# Project 1

The goal of this assignment is to help you build your intuition about recommender systems, with a basic soup to nuts implementation coded “from scratch.”

Your task is to build a very basic recommender system, first by writing your own functions, then by replacing those functions with those provided in an R Package or a Python library (such as scikit-learn).

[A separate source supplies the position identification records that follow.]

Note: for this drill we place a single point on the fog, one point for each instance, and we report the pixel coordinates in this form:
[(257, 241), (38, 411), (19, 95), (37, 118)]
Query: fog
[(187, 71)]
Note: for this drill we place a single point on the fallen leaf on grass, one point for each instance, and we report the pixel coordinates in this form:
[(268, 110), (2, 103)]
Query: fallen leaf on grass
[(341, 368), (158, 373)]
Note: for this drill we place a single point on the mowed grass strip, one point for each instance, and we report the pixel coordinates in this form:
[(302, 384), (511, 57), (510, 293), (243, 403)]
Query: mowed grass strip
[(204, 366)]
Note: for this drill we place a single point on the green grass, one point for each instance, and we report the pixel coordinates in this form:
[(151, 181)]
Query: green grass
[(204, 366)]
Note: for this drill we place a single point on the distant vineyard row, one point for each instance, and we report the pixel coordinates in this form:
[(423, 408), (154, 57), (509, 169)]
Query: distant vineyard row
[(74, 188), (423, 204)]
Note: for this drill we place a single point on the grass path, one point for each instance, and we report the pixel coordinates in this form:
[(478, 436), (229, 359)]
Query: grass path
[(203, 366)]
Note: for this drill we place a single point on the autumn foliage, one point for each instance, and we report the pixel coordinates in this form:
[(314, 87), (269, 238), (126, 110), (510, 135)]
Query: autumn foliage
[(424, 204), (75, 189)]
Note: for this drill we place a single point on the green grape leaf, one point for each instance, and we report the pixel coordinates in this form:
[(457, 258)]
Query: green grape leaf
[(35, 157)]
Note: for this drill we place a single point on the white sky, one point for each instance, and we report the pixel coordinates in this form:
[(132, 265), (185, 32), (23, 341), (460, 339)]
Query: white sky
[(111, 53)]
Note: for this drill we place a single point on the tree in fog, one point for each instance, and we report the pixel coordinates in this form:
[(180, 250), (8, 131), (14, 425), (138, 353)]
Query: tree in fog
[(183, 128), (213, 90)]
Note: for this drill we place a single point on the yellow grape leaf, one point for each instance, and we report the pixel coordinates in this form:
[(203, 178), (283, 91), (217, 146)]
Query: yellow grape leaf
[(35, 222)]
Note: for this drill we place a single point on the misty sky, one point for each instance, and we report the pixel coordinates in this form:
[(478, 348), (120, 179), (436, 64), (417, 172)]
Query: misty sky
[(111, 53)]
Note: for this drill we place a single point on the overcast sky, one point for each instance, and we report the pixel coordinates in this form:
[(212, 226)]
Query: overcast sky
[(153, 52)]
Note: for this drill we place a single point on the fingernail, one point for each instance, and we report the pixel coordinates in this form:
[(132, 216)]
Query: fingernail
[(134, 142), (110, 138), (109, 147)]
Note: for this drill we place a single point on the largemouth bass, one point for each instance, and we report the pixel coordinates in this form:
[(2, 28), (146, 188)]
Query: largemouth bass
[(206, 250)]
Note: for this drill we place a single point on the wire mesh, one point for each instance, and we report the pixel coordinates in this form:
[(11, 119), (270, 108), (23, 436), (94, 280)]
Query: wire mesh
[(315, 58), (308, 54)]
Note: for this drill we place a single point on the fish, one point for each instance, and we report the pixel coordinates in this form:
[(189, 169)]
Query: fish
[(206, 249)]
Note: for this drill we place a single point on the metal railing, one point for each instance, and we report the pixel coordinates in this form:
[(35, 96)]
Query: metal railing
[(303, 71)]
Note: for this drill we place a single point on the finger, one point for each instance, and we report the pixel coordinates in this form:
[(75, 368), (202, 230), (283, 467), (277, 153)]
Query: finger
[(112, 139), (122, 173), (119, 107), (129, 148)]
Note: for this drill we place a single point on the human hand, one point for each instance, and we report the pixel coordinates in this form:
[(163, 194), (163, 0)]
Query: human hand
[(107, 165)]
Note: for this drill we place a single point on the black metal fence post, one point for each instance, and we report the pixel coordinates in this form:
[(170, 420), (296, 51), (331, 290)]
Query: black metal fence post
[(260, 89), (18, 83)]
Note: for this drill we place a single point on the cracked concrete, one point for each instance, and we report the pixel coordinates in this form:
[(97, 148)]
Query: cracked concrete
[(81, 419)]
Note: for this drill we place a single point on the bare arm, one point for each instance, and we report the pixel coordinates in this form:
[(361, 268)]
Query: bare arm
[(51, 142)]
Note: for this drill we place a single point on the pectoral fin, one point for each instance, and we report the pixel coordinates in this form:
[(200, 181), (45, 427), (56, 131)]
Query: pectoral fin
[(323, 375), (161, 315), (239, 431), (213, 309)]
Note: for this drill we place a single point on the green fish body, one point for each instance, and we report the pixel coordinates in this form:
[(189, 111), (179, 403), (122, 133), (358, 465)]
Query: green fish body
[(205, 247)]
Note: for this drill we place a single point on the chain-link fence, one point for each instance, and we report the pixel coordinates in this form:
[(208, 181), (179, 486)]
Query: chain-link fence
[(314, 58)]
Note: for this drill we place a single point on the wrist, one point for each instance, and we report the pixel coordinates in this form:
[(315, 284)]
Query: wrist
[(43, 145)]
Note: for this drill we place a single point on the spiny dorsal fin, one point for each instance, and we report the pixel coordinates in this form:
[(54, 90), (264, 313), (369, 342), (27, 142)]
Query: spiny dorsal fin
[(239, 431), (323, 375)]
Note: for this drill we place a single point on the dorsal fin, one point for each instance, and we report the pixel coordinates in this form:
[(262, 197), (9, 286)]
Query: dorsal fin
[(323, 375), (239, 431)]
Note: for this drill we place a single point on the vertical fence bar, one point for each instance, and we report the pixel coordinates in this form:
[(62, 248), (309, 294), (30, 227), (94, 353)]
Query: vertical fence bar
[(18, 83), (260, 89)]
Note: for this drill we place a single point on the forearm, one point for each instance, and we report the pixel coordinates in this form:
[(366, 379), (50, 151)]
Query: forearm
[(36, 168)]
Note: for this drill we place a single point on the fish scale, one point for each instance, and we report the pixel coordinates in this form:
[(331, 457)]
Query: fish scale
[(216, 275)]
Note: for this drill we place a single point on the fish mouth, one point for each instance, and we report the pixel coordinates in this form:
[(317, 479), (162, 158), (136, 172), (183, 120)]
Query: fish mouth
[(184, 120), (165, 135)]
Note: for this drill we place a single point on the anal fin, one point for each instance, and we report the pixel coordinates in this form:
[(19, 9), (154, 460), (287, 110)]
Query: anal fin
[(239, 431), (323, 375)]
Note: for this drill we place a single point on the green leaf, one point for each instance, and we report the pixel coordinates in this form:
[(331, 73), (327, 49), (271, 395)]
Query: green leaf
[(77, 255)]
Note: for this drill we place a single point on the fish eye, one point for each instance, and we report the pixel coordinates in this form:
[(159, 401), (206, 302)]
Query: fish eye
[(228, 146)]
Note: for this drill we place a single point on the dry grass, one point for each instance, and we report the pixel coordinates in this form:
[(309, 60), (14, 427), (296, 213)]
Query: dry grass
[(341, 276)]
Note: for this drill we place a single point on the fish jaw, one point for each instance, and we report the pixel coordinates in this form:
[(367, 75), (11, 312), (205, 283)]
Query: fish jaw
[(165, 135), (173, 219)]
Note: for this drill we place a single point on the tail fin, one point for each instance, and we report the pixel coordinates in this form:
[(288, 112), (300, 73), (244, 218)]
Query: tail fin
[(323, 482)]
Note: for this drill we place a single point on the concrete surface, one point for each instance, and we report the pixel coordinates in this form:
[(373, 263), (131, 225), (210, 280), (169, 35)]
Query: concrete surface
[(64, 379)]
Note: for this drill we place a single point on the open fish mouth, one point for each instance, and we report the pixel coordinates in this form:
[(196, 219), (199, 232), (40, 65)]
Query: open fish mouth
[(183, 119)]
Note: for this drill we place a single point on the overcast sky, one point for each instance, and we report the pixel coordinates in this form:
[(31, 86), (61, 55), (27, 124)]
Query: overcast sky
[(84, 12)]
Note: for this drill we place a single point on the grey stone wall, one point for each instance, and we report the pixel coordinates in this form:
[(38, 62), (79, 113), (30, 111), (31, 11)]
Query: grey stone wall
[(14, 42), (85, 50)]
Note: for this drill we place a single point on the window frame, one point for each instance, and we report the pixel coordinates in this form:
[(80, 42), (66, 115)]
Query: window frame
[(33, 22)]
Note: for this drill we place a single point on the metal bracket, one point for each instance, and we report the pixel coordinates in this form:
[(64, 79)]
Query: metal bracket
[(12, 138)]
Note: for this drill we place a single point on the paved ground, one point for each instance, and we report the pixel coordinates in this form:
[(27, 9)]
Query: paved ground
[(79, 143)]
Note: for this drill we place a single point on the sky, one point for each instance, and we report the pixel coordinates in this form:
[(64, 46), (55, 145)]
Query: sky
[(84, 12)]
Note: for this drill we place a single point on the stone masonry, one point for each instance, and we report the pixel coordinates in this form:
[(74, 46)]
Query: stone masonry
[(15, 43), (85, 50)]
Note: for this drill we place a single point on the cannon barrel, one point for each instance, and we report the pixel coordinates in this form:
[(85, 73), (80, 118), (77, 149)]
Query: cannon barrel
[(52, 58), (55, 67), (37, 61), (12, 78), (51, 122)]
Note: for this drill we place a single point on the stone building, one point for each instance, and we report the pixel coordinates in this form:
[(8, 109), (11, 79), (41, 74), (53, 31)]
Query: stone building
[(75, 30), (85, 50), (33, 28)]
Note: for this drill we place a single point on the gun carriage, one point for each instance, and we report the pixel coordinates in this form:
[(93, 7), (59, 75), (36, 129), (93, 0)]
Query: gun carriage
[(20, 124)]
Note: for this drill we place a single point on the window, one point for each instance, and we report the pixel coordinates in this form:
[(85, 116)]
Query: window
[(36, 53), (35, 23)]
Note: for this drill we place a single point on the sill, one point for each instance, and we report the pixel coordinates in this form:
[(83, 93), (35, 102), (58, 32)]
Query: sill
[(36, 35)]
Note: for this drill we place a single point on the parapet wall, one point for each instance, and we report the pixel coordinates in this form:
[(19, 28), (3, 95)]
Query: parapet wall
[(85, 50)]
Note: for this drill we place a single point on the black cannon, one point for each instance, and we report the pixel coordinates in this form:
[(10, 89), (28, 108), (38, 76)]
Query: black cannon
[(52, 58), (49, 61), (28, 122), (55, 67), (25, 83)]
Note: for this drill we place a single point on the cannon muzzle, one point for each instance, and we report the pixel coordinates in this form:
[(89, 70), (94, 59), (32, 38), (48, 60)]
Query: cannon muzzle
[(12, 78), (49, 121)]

* You should very briefly first describe the recommender system that you’re going to build out from a business perspective, e.g. “This system recommends movies to users.”
* You can find a dataset, or build out your own toy dataset and load into (for example) an R or pandas dataframe, a Python dictionary or list of lists, (or other data structure of your choosing).
* You can use either collaborative filtering, or a hybrid of content management and collaborative filtering. 
* You are encouraged to hand code at least your similarity function.
* After you have built out your own code base, create an alternate version using packages or libraries.  Compare the results and performance.
* You are also encouraged to think about how to best handle missing data.
* Your code should be turned in an RMarkdown file or a Jupyter notebook, and posted to Github.


** Requires the Jupyter-Scala language Kernel, available from: (https://github.com/alexarchambault/jupyter-scala)[https://github.com/alexarchambault/jupyter-scala]

In [51]:
classpath.add( "org.apache.spark" %% "spark-core" % "1.6.1",
             "org.apache.spark" %% "spark-mllib" % "1.6.1",
              "org.apache.spark" %% "spark-sql" % "1.6.1")

0 new artifact(s)




# Response

## The Recommender System

As I'm farily new to Spark and the whole data manipulation world in Scala, let's keep the problem simple. This is a system that recommends movies to users based on the dataset collected by the class survey.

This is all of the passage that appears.